Величие Кеведо – в слове. Считать его философом, теологом или (как хочет Аурелиано Фернандес Герра) государственным деятелем – это заблуждение, которое могут поддержать названия его произведений, но не их содержание. Его трактат «Провидение Господа, наказующее тех, кто его отрицает, и награждающее тех, кто его признаёт: учение, извлеченное из червей и мучений Иова» предпочитает действовать устрашением, а не рассуждением; подобно Цицерону («De natura deorum», II, 40-44) он доказывает существование божественного порядка с помощью порядка, наблюдаемого в движении светил, «обширной республики светочей», и, управившись с этим звездным вариантом космологической аргументации, Кеведо прибавляет: «Немного было людей, полностью отрицавших существование Бога; сейчас я выведу на позор наиболее его заслуживших, а именно: Диагор Мелос-ский, Протагор Абдерит, ученики Демокрита и Феодора (прозванного Безбожником) и Бион с Борисфена, ученик нечестивого и безумного Феодора», а это уж чистейший терроризм. В истории философии есть учения, – вероятно, ложные, – которые подчиняют человеческий ум своему смутному очарованию: учение Платона и Пифагора о переселении души в различные тела; учение гностиков о том, что мир есть творение враждебного или неумелого Бога. Кеведо, стремящийся лишь к истине, для этого очарования неуязвим. Он пишет, что переселение душ – это «скотская глупость» и «звериное безумие». Эмпедокл из Агригента утверждал: «Я был юношей, девой, кустом, птицей и рыбой безгласной»; Кеведо на это замечает («Провидение Господа»): «Судьей и законодателем в этом лжеучении стал Эмпедокл, человек настолько безумный, что, хотя он утверждал, будто был рыбой, он сменил свою природу на совершенно отличную и противоположную – и погиб как бабочка в Этне: при виде моря, жителем коего он якобы был, он кинулся в огонь». Гностиков Кеведо честит негодяями, проклятыми, сумасшедшими и изобретателями нелепостей («Свинарники Плутона», in fine).

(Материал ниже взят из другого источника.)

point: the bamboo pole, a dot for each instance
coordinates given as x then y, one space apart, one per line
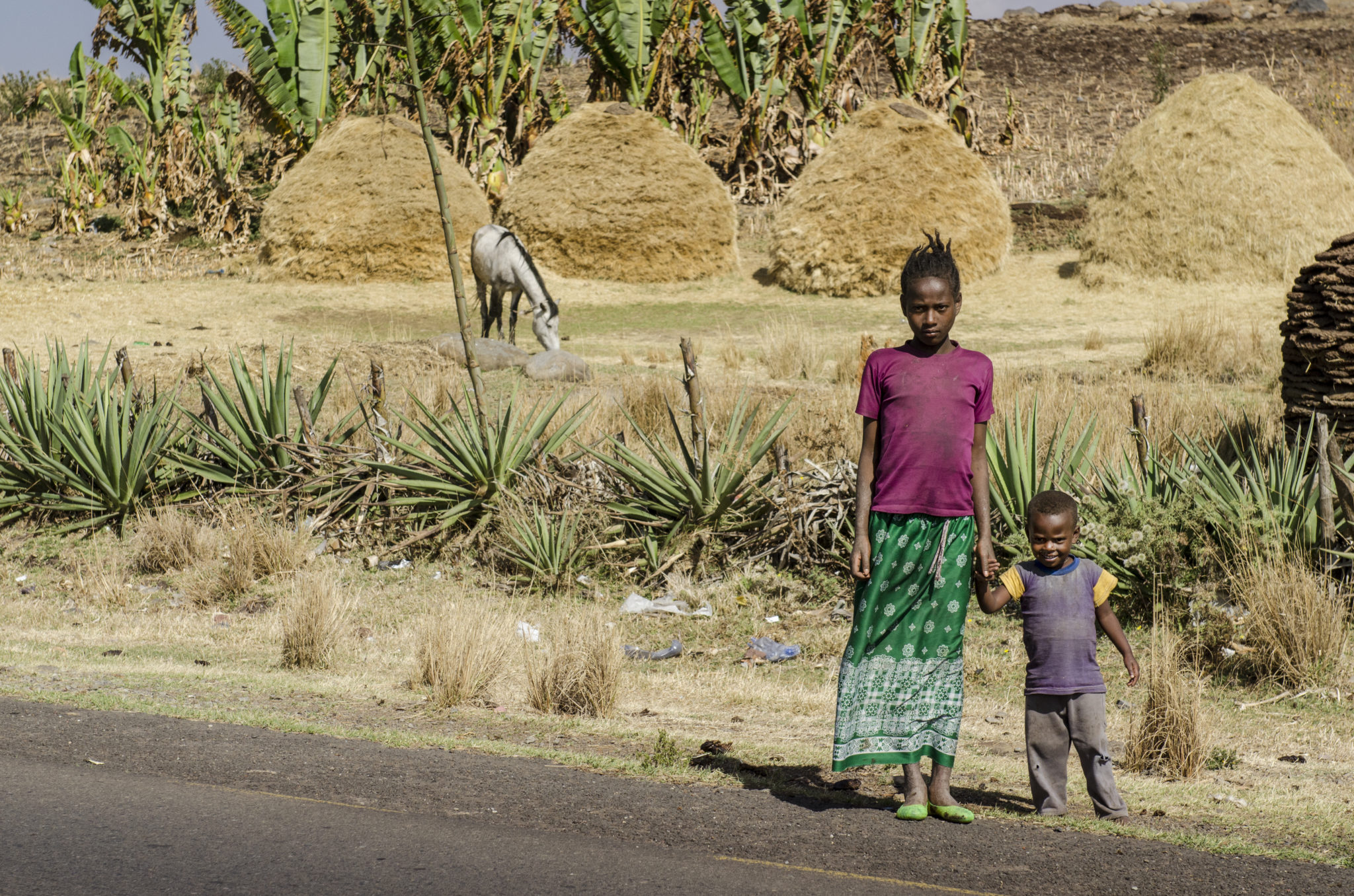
448 233
1326 489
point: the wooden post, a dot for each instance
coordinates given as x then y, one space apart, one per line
1326 492
1140 424
307 431
448 233
692 381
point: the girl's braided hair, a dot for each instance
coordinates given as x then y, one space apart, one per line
932 260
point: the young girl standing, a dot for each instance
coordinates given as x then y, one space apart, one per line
921 502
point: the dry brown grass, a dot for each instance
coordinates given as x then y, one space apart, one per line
1207 344
1298 626
576 666
315 620
463 654
856 213
171 539
1168 735
1179 195
621 198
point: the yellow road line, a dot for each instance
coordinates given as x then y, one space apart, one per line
859 877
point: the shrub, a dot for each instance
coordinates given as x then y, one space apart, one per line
315 620
1298 624
1168 737
576 667
462 654
171 541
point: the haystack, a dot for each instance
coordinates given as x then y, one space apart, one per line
1319 342
850 222
611 194
360 205
1223 180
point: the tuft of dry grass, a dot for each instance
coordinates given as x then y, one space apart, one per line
315 620
576 667
1205 344
462 654
1298 626
1168 737
171 539
791 350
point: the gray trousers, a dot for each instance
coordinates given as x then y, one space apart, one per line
1054 723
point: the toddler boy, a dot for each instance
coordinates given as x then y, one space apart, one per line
1062 597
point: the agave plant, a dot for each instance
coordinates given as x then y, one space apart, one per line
1017 470
73 443
251 443
697 486
459 467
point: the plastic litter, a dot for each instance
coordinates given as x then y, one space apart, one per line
668 653
770 650
641 604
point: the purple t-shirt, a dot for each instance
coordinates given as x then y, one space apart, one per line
926 409
1058 609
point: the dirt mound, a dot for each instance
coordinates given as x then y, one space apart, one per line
362 205
611 194
1318 373
850 222
1223 180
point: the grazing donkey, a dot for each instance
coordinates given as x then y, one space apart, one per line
502 264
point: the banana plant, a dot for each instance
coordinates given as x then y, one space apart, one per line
155 36
290 63
634 46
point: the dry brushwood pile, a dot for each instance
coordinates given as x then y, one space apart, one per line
362 206
850 222
1319 339
611 194
1224 180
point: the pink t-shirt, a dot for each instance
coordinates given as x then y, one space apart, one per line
926 409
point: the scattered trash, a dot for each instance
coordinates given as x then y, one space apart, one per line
668 653
770 650
639 604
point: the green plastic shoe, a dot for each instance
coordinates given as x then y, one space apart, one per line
956 814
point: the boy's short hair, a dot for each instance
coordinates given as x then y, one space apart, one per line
1053 504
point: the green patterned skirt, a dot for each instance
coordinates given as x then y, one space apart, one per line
900 693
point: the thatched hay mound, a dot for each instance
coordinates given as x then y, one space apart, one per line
362 205
850 222
1223 180
614 195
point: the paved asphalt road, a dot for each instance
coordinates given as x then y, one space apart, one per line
188 807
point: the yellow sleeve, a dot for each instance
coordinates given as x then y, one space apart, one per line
1104 586
1013 582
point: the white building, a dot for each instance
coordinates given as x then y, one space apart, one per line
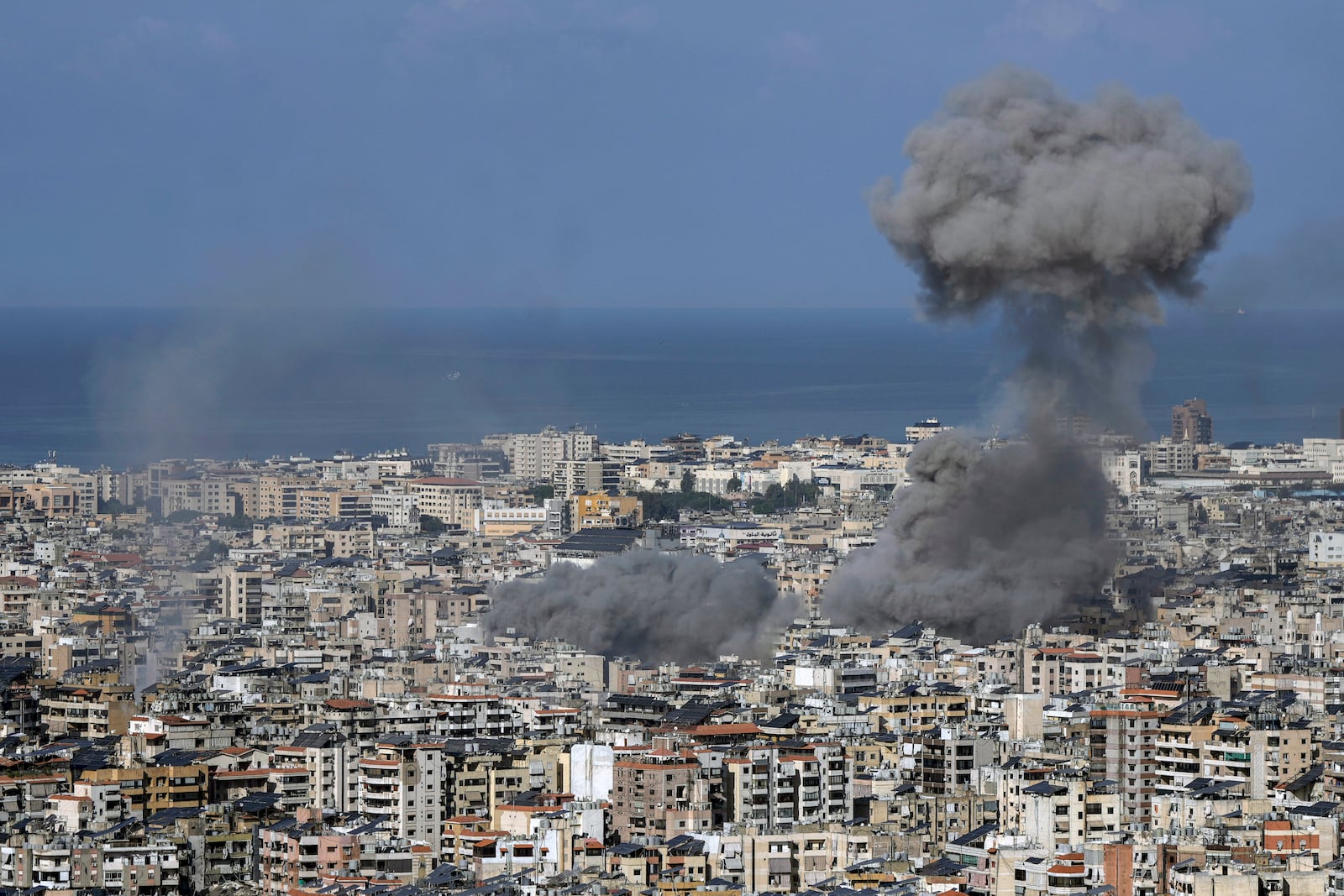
1326 550
1124 470
402 511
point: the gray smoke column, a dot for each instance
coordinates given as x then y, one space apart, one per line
649 605
983 542
1070 219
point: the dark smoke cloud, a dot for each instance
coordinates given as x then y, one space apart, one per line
983 542
1018 194
1070 219
649 605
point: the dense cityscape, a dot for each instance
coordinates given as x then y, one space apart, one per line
1059 614
280 678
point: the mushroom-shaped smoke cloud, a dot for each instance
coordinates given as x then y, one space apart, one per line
1072 217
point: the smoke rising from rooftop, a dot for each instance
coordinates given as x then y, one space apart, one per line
1070 219
645 604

В его трактате «Политика Бога и правление Господа нашего Христа», по мнению Аурелиано Фернандеса Герры, рассматривается «законченная система правления, самая удачная, благородная и разумная». Чтобы должным образом оценить это суждение, достаточно напомнить, что основанием сорока семи глав трактата служит довольно странная гипотеза, будто дела и слова Христа (который, как известно, был Rex Judaeorum) суть тайные символы, в свете коих политик и должен решать свои проблемы. Следуя этому каббалистическому методу, Кеведо из эпизода с самаритянкой делает вывод, что короли должны требовать дань необременительную; из эпизода с хлебами и рыбами – что короли должны удовлетворять нужды подданных; из повторения формулы sequebantur – что «король должен вести министров, а не министры короля»... Не знаешь, чему больше удивляться – произвольности метода или тривиальности выводов. Однако Кеведо спасает – или почти спасает – положение достоинствами слога. Считать это произведение поучительным может лишь невнимательный читатель. Подобный разлад заметен и в «Марке Бруте», где не так уж примечательна основная мысль, зато превосходны периоды. В этом трактате достигает совершенства наиболее впечатляющий из стилей, какими пользовался Кеведо. На его лапидарных страницах испанский как бы возвращается к затрудненной латыни Сенеки, Тацита и Лукана, к напряженной и жесткой латыни серебряного века.